Takım elbisemi düzelttim ve ayağımdaki topukluların çıkardığı tok ses eşliğinde kurul binasına doğru adımımı atıyordum. İçimde garip duygular vardı. Ne hissedeceğimi ben bile tam bilmiyordum. Üzgün olmayacak kadar mutluydum, sinirli olamayacak kadar da sakin.
Kolumdaki saati kontrol ettiğimde daha toplantıya yarım saat vardı. Bu toplantı işi ise aniden ortaya çıkmıştı. Daha dün haberim olmuştu ama emindim ki bunu en az bir haftadır planlıyorlardı. Üzerimdeki gerginliği bir köşeye çekip yüzümü ciddi bir ifadeye bürüdüm. "Erkencisin." Kafamı sesin geldiği yöne doğru çevirdim.
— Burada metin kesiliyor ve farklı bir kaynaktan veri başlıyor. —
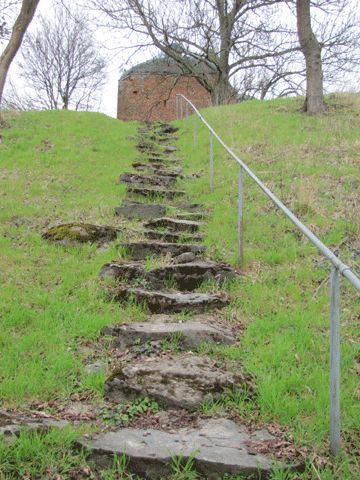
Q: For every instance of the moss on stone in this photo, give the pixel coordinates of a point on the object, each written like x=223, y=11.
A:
x=80, y=232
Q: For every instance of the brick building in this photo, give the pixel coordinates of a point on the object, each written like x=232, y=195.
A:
x=147, y=92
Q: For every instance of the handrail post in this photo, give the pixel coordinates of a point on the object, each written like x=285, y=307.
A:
x=241, y=216
x=211, y=162
x=335, y=361
x=194, y=129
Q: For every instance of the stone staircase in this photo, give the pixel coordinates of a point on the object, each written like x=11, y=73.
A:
x=180, y=380
x=167, y=270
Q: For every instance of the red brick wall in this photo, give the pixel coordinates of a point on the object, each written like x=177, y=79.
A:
x=153, y=97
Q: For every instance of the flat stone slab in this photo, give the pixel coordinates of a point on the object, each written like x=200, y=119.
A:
x=154, y=191
x=218, y=446
x=140, y=211
x=168, y=302
x=191, y=207
x=170, y=149
x=158, y=169
x=189, y=335
x=191, y=216
x=184, y=276
x=166, y=128
x=173, y=237
x=174, y=224
x=141, y=250
x=74, y=233
x=157, y=180
x=184, y=381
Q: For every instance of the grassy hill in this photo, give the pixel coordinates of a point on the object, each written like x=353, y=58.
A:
x=63, y=166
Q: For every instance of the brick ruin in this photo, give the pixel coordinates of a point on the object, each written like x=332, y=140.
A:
x=148, y=91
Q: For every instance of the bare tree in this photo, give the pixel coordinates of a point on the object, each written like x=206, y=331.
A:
x=229, y=36
x=311, y=48
x=27, y=11
x=62, y=63
x=7, y=8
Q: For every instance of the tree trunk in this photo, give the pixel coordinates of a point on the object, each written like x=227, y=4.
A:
x=311, y=48
x=222, y=91
x=21, y=24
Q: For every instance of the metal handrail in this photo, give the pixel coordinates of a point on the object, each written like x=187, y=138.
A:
x=338, y=267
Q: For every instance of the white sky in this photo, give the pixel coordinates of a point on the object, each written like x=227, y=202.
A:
x=116, y=57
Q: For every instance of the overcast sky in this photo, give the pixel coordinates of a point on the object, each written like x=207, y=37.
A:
x=108, y=103
x=116, y=56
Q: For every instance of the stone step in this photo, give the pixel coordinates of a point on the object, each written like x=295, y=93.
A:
x=164, y=162
x=189, y=335
x=156, y=180
x=191, y=207
x=218, y=447
x=174, y=225
x=154, y=191
x=173, y=237
x=192, y=216
x=166, y=128
x=181, y=381
x=158, y=169
x=168, y=149
x=169, y=302
x=69, y=234
x=184, y=276
x=141, y=250
x=140, y=211
x=146, y=146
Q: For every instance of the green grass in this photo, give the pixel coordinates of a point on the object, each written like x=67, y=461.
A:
x=62, y=167
x=50, y=297
x=312, y=165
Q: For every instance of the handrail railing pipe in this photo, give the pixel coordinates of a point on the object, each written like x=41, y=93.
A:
x=338, y=268
x=194, y=129
x=211, y=166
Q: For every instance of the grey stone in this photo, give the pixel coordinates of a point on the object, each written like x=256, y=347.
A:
x=186, y=257
x=95, y=367
x=11, y=425
x=154, y=191
x=122, y=271
x=186, y=276
x=157, y=180
x=166, y=128
x=191, y=216
x=158, y=169
x=170, y=149
x=189, y=334
x=140, y=211
x=165, y=302
x=173, y=237
x=192, y=207
x=174, y=224
x=184, y=381
x=219, y=447
x=141, y=250
x=75, y=233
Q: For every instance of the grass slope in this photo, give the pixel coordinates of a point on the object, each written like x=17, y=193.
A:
x=62, y=166
x=312, y=164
Alper de yanımda yürüyordu.
"Öyle oldu. Seninde benden pek aşağı kalır yanın yok. Bu arada Seda ile ne oldu? Sana olan siniri bitmiyor değil mi?" İkimizde açılan kapıdan geçmiştik. Güldüğünü duymuştum. Benim yüzümde de bir gülümseme oluşumuştu. Seda ve klasik halleri.
"Aslında affetti de süründürmeyi seviyor. Benden daha iyi biliyorsun."
"Bilmez miyim? En ufak şeyi bile abartır. Bence bugün al senin olsun. Ben akşam onu getiririm. Tabi işin yoksa." Kafasını iki yana salladı. "O zaman ayarlamaya başla. Bilirsin kolay tatmin olmaz."
"Aslında bende sana söylemeyi planlıyordum. Her şey hazır. Sadece onu haberi olmadan getirmek sorundu. Ama o da halloldu, sayende. Erken yaşta ölmekten sayende kurtuldum." Yüzümdeki gülümsemeyi silemiyordum. İkimiz de asansöre binmiş toplantının olduğu kata çıkıyorduk.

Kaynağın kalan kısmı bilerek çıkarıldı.